環境地理学的アプローチについて

目的・理念

北海道から世界の環境へ...世界の現象から北海道の環境へ

 人間・生態システムコースの中で主として環境地理学的アプローチをとる院生は、課程修了時には、環境地理学的な視点の高度な専門知識に基づいて、北方圏地域や途上国を中心とした環境問題の解決や自然資源の持続的利用,自然環境の保護・保全に取り組めるようになることを目指します。そのために、地域生態系が地形・地質学的な基礎の下に進化してきたことを理解し、生態系サービスを持続的な形で享受できる地域社会を構築する方策を学びます。

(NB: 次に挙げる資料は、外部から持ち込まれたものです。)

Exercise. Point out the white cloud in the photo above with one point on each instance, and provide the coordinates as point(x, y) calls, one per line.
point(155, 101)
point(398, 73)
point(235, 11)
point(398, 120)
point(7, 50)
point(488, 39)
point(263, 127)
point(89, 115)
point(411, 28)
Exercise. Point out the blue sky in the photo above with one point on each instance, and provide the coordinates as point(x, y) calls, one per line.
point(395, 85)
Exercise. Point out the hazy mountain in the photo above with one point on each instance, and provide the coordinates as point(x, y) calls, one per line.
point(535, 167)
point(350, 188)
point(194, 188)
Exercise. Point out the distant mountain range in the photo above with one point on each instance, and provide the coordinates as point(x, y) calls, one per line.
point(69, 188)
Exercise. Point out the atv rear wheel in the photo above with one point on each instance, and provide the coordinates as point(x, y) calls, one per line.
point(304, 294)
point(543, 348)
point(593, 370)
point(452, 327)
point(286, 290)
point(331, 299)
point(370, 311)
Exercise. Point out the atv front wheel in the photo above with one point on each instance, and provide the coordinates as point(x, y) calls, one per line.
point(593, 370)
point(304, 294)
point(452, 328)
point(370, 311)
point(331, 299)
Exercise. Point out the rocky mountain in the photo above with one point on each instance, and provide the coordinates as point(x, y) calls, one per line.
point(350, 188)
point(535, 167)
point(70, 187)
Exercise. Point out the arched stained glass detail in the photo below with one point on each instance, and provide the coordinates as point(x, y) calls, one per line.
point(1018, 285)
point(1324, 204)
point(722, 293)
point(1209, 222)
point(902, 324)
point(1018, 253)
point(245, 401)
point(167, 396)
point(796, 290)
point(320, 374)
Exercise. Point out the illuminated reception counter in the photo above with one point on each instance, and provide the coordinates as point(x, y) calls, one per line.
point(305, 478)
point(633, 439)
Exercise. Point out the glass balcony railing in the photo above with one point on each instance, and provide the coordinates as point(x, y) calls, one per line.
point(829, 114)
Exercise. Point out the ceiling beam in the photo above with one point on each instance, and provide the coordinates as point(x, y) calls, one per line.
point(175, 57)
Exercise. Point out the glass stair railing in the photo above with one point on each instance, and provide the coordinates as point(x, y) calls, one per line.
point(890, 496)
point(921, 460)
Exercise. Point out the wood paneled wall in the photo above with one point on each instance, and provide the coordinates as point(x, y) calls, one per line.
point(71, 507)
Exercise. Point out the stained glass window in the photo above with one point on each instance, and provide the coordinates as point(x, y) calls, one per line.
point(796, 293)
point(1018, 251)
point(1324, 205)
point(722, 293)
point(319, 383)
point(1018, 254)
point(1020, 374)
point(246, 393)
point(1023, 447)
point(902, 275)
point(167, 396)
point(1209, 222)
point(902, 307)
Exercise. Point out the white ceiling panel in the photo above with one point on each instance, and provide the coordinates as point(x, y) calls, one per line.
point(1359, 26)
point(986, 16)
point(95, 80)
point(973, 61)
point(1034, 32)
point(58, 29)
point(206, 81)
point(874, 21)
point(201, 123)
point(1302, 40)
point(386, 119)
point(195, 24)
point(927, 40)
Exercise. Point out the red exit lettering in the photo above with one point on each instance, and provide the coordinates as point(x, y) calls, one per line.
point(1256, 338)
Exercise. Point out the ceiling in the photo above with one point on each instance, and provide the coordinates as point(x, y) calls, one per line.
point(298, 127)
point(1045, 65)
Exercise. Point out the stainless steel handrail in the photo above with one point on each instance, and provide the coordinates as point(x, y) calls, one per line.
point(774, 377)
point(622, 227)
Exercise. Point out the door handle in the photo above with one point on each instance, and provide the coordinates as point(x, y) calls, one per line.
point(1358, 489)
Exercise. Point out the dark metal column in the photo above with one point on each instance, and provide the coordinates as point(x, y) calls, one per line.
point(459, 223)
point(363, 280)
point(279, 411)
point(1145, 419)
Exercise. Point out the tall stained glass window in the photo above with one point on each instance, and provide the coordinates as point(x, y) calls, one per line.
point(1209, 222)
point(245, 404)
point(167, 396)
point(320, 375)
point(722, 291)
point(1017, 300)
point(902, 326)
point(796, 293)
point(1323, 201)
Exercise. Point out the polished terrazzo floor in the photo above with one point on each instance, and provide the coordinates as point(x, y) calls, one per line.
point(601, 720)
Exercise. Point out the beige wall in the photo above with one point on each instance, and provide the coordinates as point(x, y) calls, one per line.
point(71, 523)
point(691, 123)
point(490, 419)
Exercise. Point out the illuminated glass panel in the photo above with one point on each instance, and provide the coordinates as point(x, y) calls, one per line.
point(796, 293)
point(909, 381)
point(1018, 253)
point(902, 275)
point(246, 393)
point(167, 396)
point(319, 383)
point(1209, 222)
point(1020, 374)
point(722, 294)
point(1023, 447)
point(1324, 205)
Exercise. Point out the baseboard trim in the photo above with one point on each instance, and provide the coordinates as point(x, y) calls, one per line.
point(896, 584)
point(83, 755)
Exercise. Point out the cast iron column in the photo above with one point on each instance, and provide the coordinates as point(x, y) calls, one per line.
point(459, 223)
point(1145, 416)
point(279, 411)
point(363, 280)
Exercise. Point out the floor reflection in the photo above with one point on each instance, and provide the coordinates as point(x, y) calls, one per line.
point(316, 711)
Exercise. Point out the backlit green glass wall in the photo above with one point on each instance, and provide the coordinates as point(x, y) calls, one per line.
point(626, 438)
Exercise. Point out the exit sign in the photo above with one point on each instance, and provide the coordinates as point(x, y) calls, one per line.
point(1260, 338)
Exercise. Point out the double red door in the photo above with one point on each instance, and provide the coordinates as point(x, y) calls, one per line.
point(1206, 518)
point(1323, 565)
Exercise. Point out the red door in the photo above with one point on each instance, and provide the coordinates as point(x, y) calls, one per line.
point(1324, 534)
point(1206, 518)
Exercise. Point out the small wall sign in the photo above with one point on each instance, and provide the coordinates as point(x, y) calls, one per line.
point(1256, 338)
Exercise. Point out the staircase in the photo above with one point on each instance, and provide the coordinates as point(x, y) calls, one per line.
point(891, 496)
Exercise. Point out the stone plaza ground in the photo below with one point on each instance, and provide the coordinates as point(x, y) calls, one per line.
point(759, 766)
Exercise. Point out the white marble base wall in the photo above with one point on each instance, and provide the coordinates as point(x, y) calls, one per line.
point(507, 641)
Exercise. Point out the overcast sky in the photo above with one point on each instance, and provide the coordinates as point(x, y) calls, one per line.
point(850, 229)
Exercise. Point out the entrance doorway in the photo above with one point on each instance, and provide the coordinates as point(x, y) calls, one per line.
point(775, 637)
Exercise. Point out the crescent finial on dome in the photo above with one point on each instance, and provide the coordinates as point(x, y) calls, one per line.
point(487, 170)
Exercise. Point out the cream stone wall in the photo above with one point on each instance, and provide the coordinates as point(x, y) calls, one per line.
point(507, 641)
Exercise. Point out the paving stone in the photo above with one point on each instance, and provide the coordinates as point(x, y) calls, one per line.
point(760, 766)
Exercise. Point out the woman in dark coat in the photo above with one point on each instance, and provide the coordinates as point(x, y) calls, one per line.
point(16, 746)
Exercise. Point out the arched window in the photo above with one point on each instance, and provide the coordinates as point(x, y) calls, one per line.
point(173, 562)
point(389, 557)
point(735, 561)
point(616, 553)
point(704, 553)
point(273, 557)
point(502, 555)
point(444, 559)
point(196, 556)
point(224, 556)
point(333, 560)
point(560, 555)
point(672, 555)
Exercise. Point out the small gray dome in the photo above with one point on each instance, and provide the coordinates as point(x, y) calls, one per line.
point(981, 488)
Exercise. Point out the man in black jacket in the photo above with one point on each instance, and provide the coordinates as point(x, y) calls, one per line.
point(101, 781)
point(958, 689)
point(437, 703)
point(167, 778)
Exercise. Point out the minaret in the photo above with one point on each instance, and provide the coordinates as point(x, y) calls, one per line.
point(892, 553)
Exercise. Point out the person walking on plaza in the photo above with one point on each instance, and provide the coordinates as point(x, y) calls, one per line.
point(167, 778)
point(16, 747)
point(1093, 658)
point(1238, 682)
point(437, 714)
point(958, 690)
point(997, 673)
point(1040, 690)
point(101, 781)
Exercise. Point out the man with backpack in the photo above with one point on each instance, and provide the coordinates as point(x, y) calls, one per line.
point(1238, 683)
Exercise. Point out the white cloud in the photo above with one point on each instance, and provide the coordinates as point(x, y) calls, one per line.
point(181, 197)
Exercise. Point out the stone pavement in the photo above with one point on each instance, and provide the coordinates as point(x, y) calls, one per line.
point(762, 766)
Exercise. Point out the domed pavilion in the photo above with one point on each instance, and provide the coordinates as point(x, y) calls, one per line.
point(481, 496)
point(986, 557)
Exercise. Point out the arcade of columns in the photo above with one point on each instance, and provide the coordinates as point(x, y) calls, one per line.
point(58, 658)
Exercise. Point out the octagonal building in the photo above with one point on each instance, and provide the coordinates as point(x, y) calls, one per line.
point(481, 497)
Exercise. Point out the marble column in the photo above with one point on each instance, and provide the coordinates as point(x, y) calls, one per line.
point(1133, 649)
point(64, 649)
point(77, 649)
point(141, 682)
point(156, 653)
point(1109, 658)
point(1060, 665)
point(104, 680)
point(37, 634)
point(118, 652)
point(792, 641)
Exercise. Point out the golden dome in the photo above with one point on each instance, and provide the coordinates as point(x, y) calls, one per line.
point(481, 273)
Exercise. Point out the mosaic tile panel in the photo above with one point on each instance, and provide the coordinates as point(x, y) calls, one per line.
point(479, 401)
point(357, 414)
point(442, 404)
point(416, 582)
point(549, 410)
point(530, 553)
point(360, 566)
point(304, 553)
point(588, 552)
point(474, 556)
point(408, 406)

大雪山(左)と日高山脈(右)。これまで多くの修士・博士論文研究の舞台となってきました。

教育の考え方

 環境地理学的アプローチでは、野外調査を重視しています。実習や演習では、北海道を対象地域として野外調査法を学びますが、その中から自分の修士論文研究や博士論文研究に発展させていくことが可能です。また、海外の研究プロジェクトに参加することで現地において調査法を学ぶこともあります。さらに、環境地理学的アプローチでは、野外調査やリモートセンシングによって収集したデータをGIS(地理情報システム)によって処理し、地図化して解析する技術の習得に力を入れています。

研究の特徴・研究院との連携

 ヒマラヤやカラコルムなどの高山地域、南極や北方圏、パミールや環オホーツク圏をはじめとする国境をまたいだ地域、北海道における山地から海岸地域までの連環など、幅広い地域と環境問題が研究対象となります。このアプローチをとる教員は、多くの国際・国内共同研究プロジェクト・開発プロジェクトに関わっています。主なプロジェクトには、パミール・アライ山脈の持続的土地管理プロジェクト(PALM Project)、アムール・オホーツクコンソーシアム(Amur Okhotsk Consortium)、地形鮮明化プロジェクト(HD-Topography Project) などがあります。

ヒマラヤ、カラコラムでの調査の様子。

キーワード

環境地理学的アプローチでは、途上国、北海道、持続的開発、地域社会、越境環境保全、陸海連環、氷河湖決壊、土地利用・土地被覆変化、エコツーリズム、ジオツーリズム、国立公園管理、保護地域(protected areas)、地生態学、GIS、リモートセンシング、地考古学、地すべり・斜面崩壊、土石流、滝(遷急点)、海岸侵食、クリティカルゾーンといったキーワードに興味のある学生を歓迎します。